Currently, a wealth of clinical evidence confirms that both brief and intensive clinical interventions can effectively assist individuals in quitting smoking36, and the implementation of corresponding health policies at the national level can further improve public health37. For instance, in the United Kingdom, nationwide smoking cessation services are administered through the National Health Service’s primary care trusts. These trusts primarily deliver smoking cessation services via qualified counselors, who are eligible for funding reimbursement38. In the United States, major medical insurance covers evidence-based smoking cessation treatments and medication reimbursement, facilitating easier access to services from clinical physicians for smokers39. In Spain, smoking cessation services and medication reimbursement are integrated into primary care and other health services through public health and preventive medicine programs.
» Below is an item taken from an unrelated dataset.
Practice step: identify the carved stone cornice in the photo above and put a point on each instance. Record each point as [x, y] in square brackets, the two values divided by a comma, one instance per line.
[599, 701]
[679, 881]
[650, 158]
These programs are supported by local health departments and primary care association40. Regardless of the divergences in health system models, national health financial commitments, and the maturity of primary care, these countries have shared experiences that may prove beneficial for China’s consideration: future effective population-based smoking cessation interventions necessitate a comprehensive system design that spans from health policy to clinical intervention, and encapsulates several key components such as health financing, health service provision, performance measurement, clinical guideline development, pharmaceutical resources, and personnel training.

Limitations

Our study has several limitations. Firstly, our findings are primarily relevant to China and may not be directly generalizable to other countries with different healthcare systems and cultural norms. Secondly, the CHARLS survey, as a periodic panel cohort survey, inherently limits our ability to track the onset and progression of hypertension in real-time. This design only allows us to determine whether a respondent had hypertension at the specific time of each survey iteration, which may lack precision. As a result, we did not incorporate the duration of hypertension into our analysis. Thirdly, the data on whether patients received smoking cessation advice were gathered from patients’ recollections, potentially leading to recall bias. Lastly, the patients’ smoking status relied on self-reported data rather than objective measurements, which may create discrepancies between actual and reported smoking status. Despite these limitations, we believe the large sample size in our study and robust methodological approach helps to mitigate these biases.

CONCLUSIONS

The study found high smoking rates among hypertensive Chinese adults aged >45 years, with smoking cessation advice from physicians failing to significantly decrease this prevalence between 2011 and 2018. Notably, primary care facilities, not general hospitals, were more likely to provide such advice. These findings highlight the urgency of enhancing primary care and formulating a comprehensive health policy for more effective delivery of smoking cessation interventions, given China’s rapidly aging population.